O mais interessante viria 24 horas depois do anúncio. A empresa estava planejando a construção de dois píeres para permitir a fuga pelo mar.
Mesmo antes de uma auditoria, tanto a Eletronuclear como todos os que trabalham com o tema sabem que a BR-101 é muito frágil para ancorar um plano de fuga. Na verdade, se for submetida a uma análise científica moderna, terá de receber novo traçado.
No dia em que acompanhei a simulação de um plano de fuga, o policial rodoviário que veio nos dar cobertura morreu no caminho, vítima de um desastre na estrada. E a sirene não funcionava. Parte dos moradores estava preparada para fugir, mas não havia trabalho voltado para os turistas: um acidente teria de acontecer no inverno e no meio da semana.

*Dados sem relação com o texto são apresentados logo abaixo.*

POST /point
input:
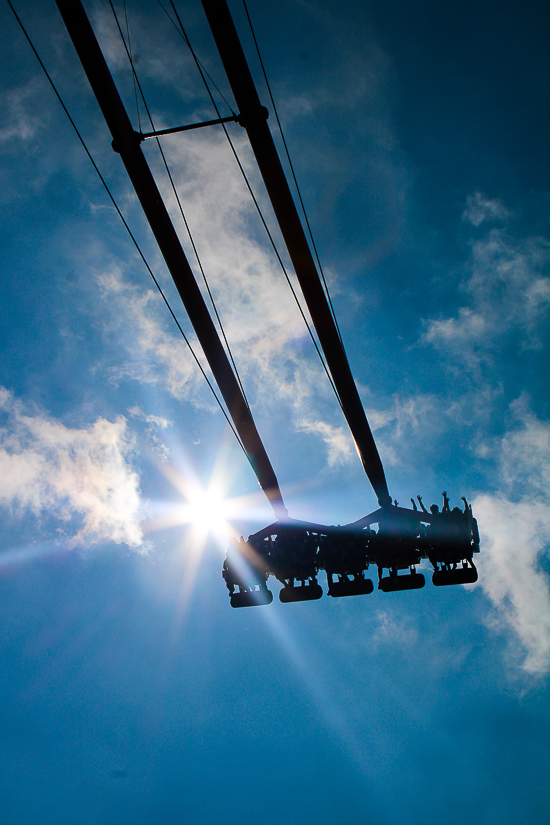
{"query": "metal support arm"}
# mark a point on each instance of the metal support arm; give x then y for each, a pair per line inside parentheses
(124, 138)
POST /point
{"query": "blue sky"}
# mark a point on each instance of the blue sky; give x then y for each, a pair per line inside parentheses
(131, 692)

Ao focar a auditoria de segurança nas encostas, a Eletronuclear projeta os problemas para fora da usina, na presunção de que no interior está tudo bem. Os EUA foram um pouco adiante e se perguntaram qual o nível de segurança dos seus geradores de reserva. Esse é o nosso caminho, mesmo sabendo que não haverá terremotos ou tsunamis no Atlântico.
Mas o debate mais amplo é inevitável. Devemos ou não construir usinas nucleares? As condições de agora não precisam ser tão emocionais como foram no passado. Uma simples discussão sobre futuras usinas pode subestimar o debate sobre as que já existem e precisam de atenção.
Mesmo num país como a Alemanha, onde o tema é mais empolgante, não há razão para grandes dramas. Embora EUA e China já trilhem mais discretamente o caminho, a Alemanha está bem adiantada no desenvolvimento da energia solar. Há alguns anos era apenas uma ideia, hoje é uma realidade na forma de dezenas de usinas no mundo, milhares de empregos.
A tragédia no Japão colheu-nos num momento da história em que é possível exigir das usinas existentes uma ampla revisão de suas normas e, simultaneamente, apontar as energias alternativas, sobretudo a solar e suas variáveis, como a saída para o impasse.
Possivelmente conviveremos com o nuclear e o solar por muito tempo. A existência de uma nova matriz exigirá que antiga se reformule para melhor até que o curso dos anos e as lutas simbólicas definam se apenas uma delas vai sobreviver.
Lobão e governo brasileiro são ainda refratários ao solar. No entanto, a primeira usina nacional funcionará em breve no Ceará. O desempenho dela e dezenas de outras maiores, espalhadas pelo mundo, vai dar um novo tom à discussão. Saem os slogans, entram os fatos. Fukushima, Hiroshima, na paz e na guerra, alguns desses fatos vieram do Japão.